My Mom Has Cancer
February 2018 was full of amazing things. I celebrated my 30th birthday at the spa with my bestie, submitted our final debt payment, worked my last days at my very first big girl job and finally got back on a mountain!!
It was also one of the scariest months of my life. A fear showed up that I've never known before and a feeling I wish no one would ever have to know. Anger. Straight up pissed-off-ness at God. I dealt with this the best way I knew how. I sat on my deck, cried and wrote. As I revisit that day, tears are rolling off of my face and my nose sounds like I just ate a jalapeno pepper.
A lot of my Saturday mornings start with coffee and Facetime with Mom. This morning was no different. Except it was. I was up at 6, got my tea and sat in my new magical library to journal, pray and read my devotional. I prayed for God’s guidance as I start this new life. I prayed for those affected by infertility. I prayed for Zeb and his family and for a miracle. I prayed that mom’s test results come back with good news.
Samson woke up! I love Saturday mornings. No hurry to be anywhere. We just get to play and hang out a little! Samson was having so much fun playing with balloons and he was being so cute!! So I Facetimed Mom and asked if she’d heard.
Mom: “Not the results I was wanting to hear.”
Mom: “Yes. I have a follow-up appointment in Wichita on March 2nd.”
Me: “I will plan on going.”
What. The. Hell. Is this even real? I kept my shit together while we were still connected on Facetime and we talked about some other stuff. When I hung up, I crawled in bed with Drew and said, “My mom has cancer.”
My mom has cancer. That's all we know.
I packed up my stuff and headed over to Glen Elder for my group workout. My first ever Fit Club group workout. This workout wasn’t just a workout, it signified the kickoff to my new life! My new everything! How excited I was!! My mom has cancer?? NO GOD! NOT TODAY! NOT EVER!!!!!!!! THANK YOU!!!
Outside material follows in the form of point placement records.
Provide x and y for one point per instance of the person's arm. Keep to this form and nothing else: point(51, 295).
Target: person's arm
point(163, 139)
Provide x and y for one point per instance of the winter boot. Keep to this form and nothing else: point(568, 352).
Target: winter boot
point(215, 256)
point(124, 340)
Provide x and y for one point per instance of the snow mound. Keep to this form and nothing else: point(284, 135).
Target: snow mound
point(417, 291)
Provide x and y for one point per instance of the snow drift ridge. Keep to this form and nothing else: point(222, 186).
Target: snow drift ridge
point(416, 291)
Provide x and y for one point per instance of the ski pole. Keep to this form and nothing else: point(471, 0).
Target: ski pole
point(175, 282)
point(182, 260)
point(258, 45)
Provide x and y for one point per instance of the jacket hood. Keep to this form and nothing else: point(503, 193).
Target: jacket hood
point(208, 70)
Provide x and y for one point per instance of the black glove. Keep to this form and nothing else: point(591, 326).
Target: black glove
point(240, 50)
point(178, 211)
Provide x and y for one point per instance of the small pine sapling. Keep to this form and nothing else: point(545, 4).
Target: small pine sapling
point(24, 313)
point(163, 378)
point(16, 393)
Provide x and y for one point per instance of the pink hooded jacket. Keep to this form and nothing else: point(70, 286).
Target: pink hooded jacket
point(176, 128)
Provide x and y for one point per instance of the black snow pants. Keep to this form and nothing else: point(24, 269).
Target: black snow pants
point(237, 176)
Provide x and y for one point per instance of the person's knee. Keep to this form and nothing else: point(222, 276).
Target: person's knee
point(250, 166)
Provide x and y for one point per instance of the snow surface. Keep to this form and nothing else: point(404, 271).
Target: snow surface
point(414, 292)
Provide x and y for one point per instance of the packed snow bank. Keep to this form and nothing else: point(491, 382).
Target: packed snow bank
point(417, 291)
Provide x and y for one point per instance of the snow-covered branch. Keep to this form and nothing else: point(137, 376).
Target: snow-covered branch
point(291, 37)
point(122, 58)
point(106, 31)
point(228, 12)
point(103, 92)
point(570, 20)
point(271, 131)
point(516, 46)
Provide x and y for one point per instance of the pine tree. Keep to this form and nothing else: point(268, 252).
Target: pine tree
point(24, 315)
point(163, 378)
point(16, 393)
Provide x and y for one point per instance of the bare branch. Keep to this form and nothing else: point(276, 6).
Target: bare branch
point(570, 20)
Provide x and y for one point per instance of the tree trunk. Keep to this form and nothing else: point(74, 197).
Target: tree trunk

Randy helped me get my computer hooked up. I asked him, “Are you ok, Randy? You seem a little grumpy.” To which he responded, “It’s Saturday and I’m working! I’m always grumpy on Saturday.” To which my mind responded, “Well I just found out that my mom has cancer.” I decided to keep that to myself for fear that I might break down with that snarky comment.
As I set up, I thought I’d put on some upbeat music, but also remembering where I was. A Christian cafe. I was even a little nervous about Christian Hip-Hop thinking it might freak out the elderly patrons of the cafe. I tried 90s Pop Radio. Sorry TLC, had to turn you off. For King & Country Radio? Yep - I’ll try that. As I moved tables and chairs out of the way & got my sign-in/goodie table set up, these lyrics squeezed my heart.
I will. Because it’s all that I can do.
It’s a good thing Shay showed up. Because I was about to fall to my knees in tears. Distraction. Thank the Lord.
Today is the day the Lord has made, let us rejoice and be glad in it.